This week is all about Dirty Data. As Seth Van Hooland writes with Open Refine, "If you only remember on thing from this lesson, it should be this: all data is dirty, but you can do something about it."
All of these tutorials we are doing either build upon each other or into each other. They are all connected and serve one another. For instance, the command line tutorial shows us the importance of structuring files. Used in conjunction with Regex, we notice that working with good data is the key to less painful experiences in data mining.
Open refine is a lot like Regex. Both are used to clean data for mining. Open Refine is a more visual way and much easier way to clean up data. It works well with Linked Open Data which we tackled using SPARQL. However, you can also use regex to clean up your open refine data.
This tutorial was intuitive and open refine is easy to work with if you follow along.
The OCR tutorial begins by laying out the need to create a 'python dictionary' to handle relative data cleaning cases.
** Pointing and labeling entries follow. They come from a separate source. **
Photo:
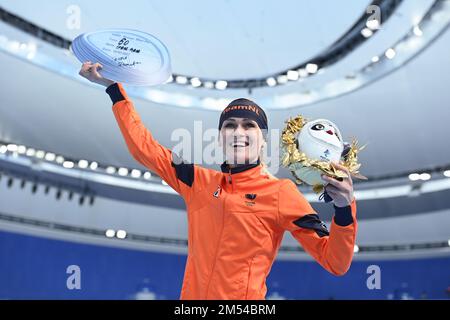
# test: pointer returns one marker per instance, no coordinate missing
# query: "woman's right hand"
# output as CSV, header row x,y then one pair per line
x,y
89,71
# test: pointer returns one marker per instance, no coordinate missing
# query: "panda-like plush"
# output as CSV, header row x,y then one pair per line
x,y
308,147
319,140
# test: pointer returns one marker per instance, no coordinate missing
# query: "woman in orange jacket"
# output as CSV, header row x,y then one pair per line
x,y
237,217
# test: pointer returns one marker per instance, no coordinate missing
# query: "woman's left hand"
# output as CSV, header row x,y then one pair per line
x,y
340,191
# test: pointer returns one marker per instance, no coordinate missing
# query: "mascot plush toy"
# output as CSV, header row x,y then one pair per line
x,y
309,147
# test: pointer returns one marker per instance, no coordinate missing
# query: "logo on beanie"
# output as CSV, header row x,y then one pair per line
x,y
250,108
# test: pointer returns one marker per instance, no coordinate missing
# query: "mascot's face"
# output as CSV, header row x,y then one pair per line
x,y
326,132
321,140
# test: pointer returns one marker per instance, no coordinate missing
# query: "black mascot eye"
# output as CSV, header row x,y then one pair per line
x,y
318,127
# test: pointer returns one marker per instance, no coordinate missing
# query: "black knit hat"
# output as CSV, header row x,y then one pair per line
x,y
245,108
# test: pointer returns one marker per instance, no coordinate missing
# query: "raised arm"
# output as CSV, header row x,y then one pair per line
x,y
333,250
140,142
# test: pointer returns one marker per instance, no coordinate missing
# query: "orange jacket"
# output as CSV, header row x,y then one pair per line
x,y
236,218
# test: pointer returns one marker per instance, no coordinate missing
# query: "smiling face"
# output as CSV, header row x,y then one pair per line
x,y
241,140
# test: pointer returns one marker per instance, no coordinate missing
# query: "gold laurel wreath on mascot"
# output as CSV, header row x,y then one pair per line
x,y
308,169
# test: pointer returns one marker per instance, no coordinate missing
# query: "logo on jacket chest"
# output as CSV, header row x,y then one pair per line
x,y
250,199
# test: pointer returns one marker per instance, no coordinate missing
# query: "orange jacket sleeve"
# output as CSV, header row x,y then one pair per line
x,y
145,149
332,250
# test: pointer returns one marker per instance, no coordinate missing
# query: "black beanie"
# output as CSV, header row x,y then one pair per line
x,y
244,108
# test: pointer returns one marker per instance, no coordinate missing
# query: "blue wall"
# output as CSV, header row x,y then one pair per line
x,y
35,268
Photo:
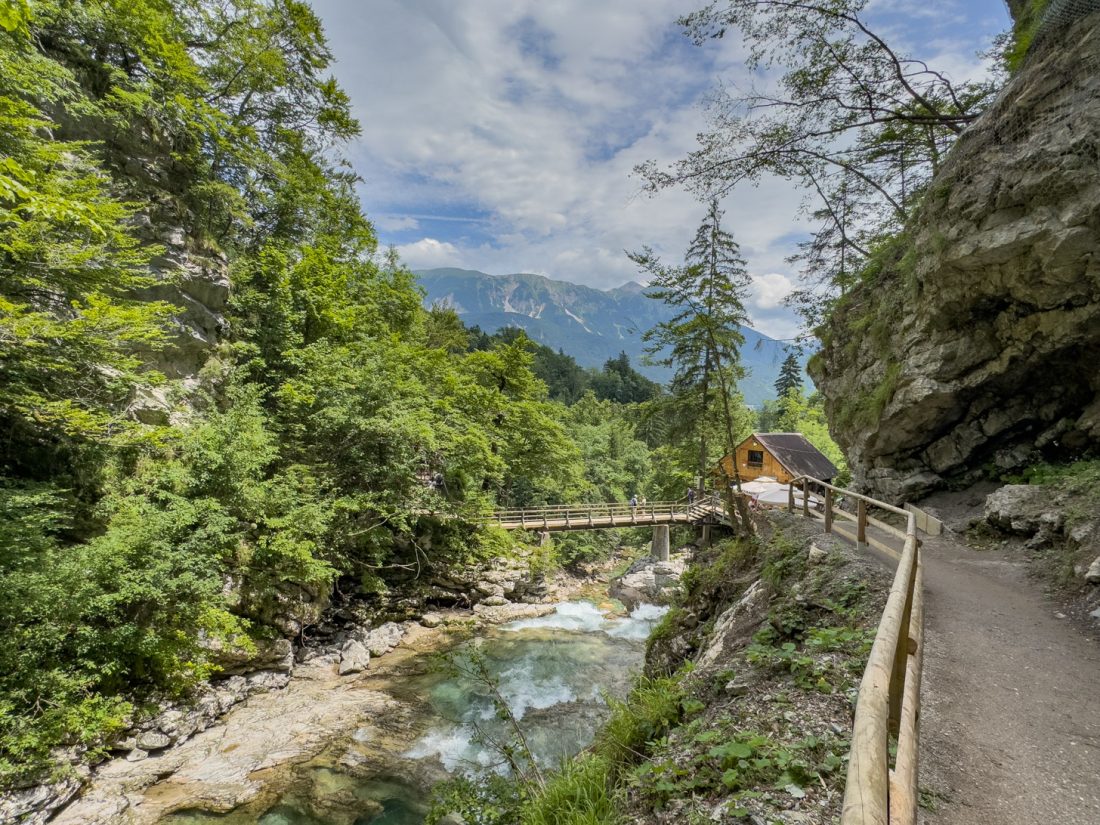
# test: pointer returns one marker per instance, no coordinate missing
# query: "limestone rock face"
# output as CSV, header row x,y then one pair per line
x,y
649,582
989,323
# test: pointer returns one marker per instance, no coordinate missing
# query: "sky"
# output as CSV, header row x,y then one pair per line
x,y
501,135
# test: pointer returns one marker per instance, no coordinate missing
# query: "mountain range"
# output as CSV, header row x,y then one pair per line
x,y
590,325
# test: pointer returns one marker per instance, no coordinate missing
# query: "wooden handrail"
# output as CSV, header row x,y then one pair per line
x,y
615,514
889,699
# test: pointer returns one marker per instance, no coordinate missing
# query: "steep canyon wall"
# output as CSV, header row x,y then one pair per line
x,y
977,347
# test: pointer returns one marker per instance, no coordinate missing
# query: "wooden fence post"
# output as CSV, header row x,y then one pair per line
x,y
860,521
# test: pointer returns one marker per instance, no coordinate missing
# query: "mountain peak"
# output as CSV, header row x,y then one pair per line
x,y
630,287
590,325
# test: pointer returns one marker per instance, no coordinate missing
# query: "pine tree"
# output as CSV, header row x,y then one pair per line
x,y
790,376
703,340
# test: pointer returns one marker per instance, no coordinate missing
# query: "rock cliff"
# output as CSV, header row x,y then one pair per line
x,y
977,345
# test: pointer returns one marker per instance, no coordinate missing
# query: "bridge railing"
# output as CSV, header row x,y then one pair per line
x,y
878,793
582,514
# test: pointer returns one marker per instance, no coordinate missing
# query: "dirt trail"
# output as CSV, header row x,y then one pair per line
x,y
1011,697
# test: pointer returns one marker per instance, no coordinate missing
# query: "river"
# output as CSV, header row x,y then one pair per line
x,y
553,672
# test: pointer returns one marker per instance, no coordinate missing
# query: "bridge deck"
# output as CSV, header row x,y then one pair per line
x,y
603,516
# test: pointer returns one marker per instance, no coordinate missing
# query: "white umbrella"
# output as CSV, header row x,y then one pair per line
x,y
763,484
780,496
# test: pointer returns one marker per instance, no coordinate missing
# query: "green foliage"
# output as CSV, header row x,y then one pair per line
x,y
702,341
130,552
565,380
790,375
488,800
1024,29
858,124
581,793
866,409
652,706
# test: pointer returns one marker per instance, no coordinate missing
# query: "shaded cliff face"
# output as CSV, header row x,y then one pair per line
x,y
978,344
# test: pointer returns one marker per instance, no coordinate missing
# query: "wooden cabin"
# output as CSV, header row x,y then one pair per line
x,y
780,455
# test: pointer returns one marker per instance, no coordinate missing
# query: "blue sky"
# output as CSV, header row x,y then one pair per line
x,y
501,134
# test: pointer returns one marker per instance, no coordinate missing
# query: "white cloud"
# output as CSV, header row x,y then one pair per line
x,y
394,222
769,290
428,253
530,117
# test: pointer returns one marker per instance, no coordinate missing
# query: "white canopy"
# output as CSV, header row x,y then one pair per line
x,y
763,484
779,495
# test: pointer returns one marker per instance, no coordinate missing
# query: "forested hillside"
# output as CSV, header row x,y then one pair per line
x,y
589,325
175,477
219,398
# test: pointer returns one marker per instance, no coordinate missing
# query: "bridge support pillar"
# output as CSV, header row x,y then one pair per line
x,y
704,536
660,542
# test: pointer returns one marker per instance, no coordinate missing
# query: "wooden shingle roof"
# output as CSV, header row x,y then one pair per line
x,y
796,454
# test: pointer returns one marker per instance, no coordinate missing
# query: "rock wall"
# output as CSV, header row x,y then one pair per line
x,y
978,345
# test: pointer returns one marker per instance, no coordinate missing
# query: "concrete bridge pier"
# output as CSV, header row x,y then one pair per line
x,y
660,550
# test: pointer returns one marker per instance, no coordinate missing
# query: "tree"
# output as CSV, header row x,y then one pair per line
x,y
790,377
859,125
702,341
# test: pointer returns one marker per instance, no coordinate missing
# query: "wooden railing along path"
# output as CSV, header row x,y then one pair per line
x,y
889,701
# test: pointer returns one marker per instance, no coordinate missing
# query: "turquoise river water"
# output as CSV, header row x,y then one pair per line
x,y
553,672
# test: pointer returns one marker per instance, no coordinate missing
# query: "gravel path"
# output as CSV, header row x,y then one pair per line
x,y
1011,699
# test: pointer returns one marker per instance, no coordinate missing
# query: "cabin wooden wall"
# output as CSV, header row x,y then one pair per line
x,y
771,468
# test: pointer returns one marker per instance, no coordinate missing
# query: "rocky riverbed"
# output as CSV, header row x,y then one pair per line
x,y
366,723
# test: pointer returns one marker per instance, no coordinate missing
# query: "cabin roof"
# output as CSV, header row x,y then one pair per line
x,y
796,454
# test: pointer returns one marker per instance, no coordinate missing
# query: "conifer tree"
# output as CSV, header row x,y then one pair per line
x,y
702,341
790,376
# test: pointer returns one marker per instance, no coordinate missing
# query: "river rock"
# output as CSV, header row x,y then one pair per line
x,y
354,657
735,626
153,740
1092,574
648,582
1018,508
382,639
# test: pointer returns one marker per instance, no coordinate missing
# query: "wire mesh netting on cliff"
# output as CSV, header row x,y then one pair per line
x,y
1062,13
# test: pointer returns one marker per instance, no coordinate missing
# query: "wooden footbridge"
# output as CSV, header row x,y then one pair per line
x,y
707,509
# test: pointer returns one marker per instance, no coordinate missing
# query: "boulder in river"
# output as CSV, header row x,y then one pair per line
x,y
354,657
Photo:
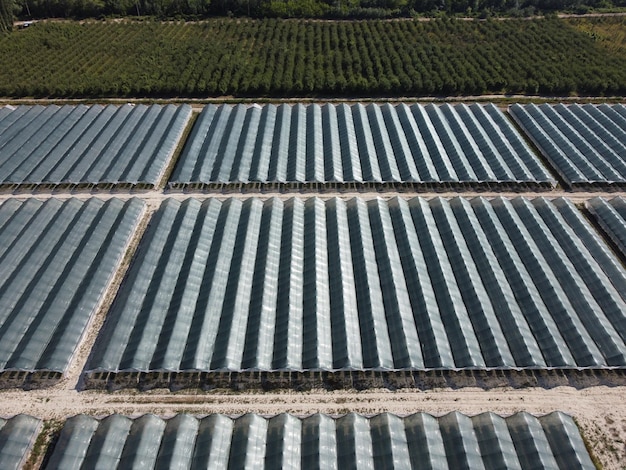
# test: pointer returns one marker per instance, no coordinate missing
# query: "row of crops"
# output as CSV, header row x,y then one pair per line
x,y
291,146
309,58
318,441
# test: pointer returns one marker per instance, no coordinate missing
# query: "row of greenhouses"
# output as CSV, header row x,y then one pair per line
x,y
306,284
454,440
256,146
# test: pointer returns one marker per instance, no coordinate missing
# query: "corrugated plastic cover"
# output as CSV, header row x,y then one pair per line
x,y
89,144
356,143
586,144
56,260
612,217
384,441
17,435
353,285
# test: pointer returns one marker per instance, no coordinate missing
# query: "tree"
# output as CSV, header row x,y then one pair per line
x,y
6,16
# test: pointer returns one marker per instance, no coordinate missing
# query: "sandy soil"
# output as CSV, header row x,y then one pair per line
x,y
600,411
154,197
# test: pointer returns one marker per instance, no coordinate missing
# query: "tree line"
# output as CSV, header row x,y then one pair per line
x,y
295,8
282,58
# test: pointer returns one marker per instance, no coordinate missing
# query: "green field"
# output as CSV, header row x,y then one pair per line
x,y
277,58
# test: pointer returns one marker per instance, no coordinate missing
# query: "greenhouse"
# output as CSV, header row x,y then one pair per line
x,y
58,258
17,436
88,145
485,441
586,144
308,284
370,145
611,215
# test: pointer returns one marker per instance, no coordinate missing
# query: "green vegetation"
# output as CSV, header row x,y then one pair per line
x,y
303,8
6,16
310,58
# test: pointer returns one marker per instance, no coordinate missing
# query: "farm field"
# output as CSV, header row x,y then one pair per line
x,y
280,323
313,58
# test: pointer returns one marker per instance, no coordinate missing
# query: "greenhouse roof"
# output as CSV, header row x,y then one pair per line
x,y
319,441
356,143
309,284
82,144
56,261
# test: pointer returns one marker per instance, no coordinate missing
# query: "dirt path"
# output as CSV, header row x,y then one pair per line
x,y
600,411
154,198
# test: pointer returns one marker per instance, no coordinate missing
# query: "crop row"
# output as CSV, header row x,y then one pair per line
x,y
297,58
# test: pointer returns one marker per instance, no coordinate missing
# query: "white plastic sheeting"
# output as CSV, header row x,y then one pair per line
x,y
56,260
17,436
356,143
611,215
89,144
585,144
420,441
367,285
Because applying one script to an entire document may clean areas with different context. We are going to use Pyton to prepare our data for Regex and other mining methods.
The point of OCR is not to automate everything. We still have to be aware of our data and clean some things manually. For instance, when our script tells us it found 430 page headers, but we know there are 440 pages, we can then clean the other 10 pages.
OCR reveals an important aspect of open access. Google for instance has digitized millions of books. But open access is not widely a humanities goal. As such, Google has merely made text available without taking much care of making it clean. Such is now the goal of the humanities scholar.